Saíram do bar juntos com suas cicatrizes, as dela mais escondidas apesar de também recentes, e se sentaram num meio fio qualquer para conversar.
- Daonde você me conhece?
- Da vida. Já te vi por aí...
- Onde?
- Internet, temos amigos em comum - Inácio então, lembrando dos stalks, recordou que ela namorava. Ou não. Talvez o término fosse o motivo das lágrimas no banheiro - Por que você tava chorando, moça?
- A vida.
- Conta aí, meu, que eu conto minhas tretas também. Sigilo de bar.
- Você também terminou um relacionamento sério hoje?
- Não... Quer dizer... Era cedo demais pra dizer ser era sério, mas eu  queria que fosse. Quem terminou, você ou ele?
- Como você sabe que é "ele"?
- Stalker.
- Medo...
- Então?
- Ele simplesmente sumiu.
- Como ele conseguiu deixar alguém assim. - Ele não pretendia flertar com K., queria respeitar sua dor, mas acabou entregando de bandeja o desejo ao dizer - Uma guria linda!
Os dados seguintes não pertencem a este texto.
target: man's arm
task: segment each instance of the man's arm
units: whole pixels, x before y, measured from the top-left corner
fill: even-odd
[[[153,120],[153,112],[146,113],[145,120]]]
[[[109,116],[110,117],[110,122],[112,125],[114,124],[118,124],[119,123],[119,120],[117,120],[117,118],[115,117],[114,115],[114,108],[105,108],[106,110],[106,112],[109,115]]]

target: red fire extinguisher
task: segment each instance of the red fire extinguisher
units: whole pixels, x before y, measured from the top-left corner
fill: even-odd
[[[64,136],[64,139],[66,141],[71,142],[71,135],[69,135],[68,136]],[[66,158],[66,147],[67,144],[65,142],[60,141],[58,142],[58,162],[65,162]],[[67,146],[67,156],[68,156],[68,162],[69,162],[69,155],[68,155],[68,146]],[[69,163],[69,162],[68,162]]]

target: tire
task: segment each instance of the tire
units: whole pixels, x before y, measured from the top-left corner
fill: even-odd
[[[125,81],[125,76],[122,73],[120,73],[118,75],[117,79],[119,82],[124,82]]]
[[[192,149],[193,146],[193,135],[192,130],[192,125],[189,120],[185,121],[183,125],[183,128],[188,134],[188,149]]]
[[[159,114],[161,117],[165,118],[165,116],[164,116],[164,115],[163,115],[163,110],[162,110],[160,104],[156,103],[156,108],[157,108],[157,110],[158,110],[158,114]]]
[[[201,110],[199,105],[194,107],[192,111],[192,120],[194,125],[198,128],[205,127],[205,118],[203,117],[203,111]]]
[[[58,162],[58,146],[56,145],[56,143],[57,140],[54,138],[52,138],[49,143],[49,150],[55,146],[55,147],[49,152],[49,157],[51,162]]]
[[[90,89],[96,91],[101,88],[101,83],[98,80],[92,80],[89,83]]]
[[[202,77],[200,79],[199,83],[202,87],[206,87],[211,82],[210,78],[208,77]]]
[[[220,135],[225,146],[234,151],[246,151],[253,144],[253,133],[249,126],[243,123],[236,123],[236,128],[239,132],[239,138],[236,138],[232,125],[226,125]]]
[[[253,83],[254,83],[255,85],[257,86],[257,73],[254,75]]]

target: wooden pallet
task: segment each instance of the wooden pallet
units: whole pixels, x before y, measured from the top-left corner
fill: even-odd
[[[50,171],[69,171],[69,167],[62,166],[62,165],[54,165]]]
Sério, que vacilo.
Imediatamente, ela percebeu, mas disfarçou:
- É complicado explicar, era complicado demais.
- Por quê?
- Ele e sua instabilidade. Tinha dia que me acordava com beijos e café da manhã na cama. Tinha dia que era um canhão de grosserias e mal olhava na minha cara.
- Eita, isso aí é problema psicológico - antes de terminar a última palavra foi interrompido por um tapa em sua cabeça. Era Adalberto perguntando onde ele esteve nos últimos vinte minutos. Inácio respondeu:
- Não te interessa, palhaço.
K., depois de perceber que os dois eram amigos, riu e sorriu para o estranho como se dizendo "oi".
- A gente vai dar uma volta, vai ficar por aqui?
- Sim, - disse Inácio encarando a moça - vou ficar. Até depois.
- E você? Qual sua história de hoje? - prosseguiu ela.
- Vishe... Você bebe?
- Sim.
- Então vou pegar uma cerveja pra gente, aí te conto.
Enquanto ele ia ao bar, K. mandou uma mensagem a suas amigas avisando onde estava. "Se cuida", "É gato o bofe?" e "Não aceite doce de estranhos" foram as respostas de S., que estava dentro do bar com as outras amigas.
Compartilharam experiências românticas e corações quebrados por mais de uma hora, quando a carona de K. anunciou que estava partindo:
- Preciso ir, minha amiga vai me levar em casa e já tá indo.
- Mas você quer ir? Onde mora? - apelou Inácio pegando na mão dela.
- Não... - então K., antes de se levantar, deu-lhe, no rosto, um beijo suficientemente quente para o derrubar.
Ergueu-se rapidamente e perguntou:
- Onde você mora?
- Na Iguaçu, quase esquina com a República Argentina.
A resposta imediatamente alegrou o rapaz, que sorriu e disse:
- Então a gente divide um táxi. Eu moro na esquina com a Saint' Hilaire.
- Mentira!
- É sério.
- Então tá, a gente vai. Agora?
- Você que manda.
- Por mim, a gente fica mais um pouco aqui, mas só vou ali me despedir delas.
Ficaram ali por mais um tempo e foram embora. Dormiram juntos. K. engravidou. Na verdade, já estava do ex-namorado, mas nunca descobriu. Não importava. Inácio cuidou da criança como se fosse sua filha. Aliás, o que importa, apesar da herança genética, é quem cria. Durante a gestação, entre crises profissionais dela, "minha carreira está arruinada", e ataques de ansiedade dele regadas a álcool, "eu não serei um bom pai", o casal até que enfrentou e superou as dificuldades. Batizaram a criança com o nome da rua onde se conheceram. Assim que Paula teve idade suficiente para ouvir e entender histórias, contaram o cômico episódio sobre como se encontraram, entre as paredes de dois banheiros apertados, cheios de cicatrizes.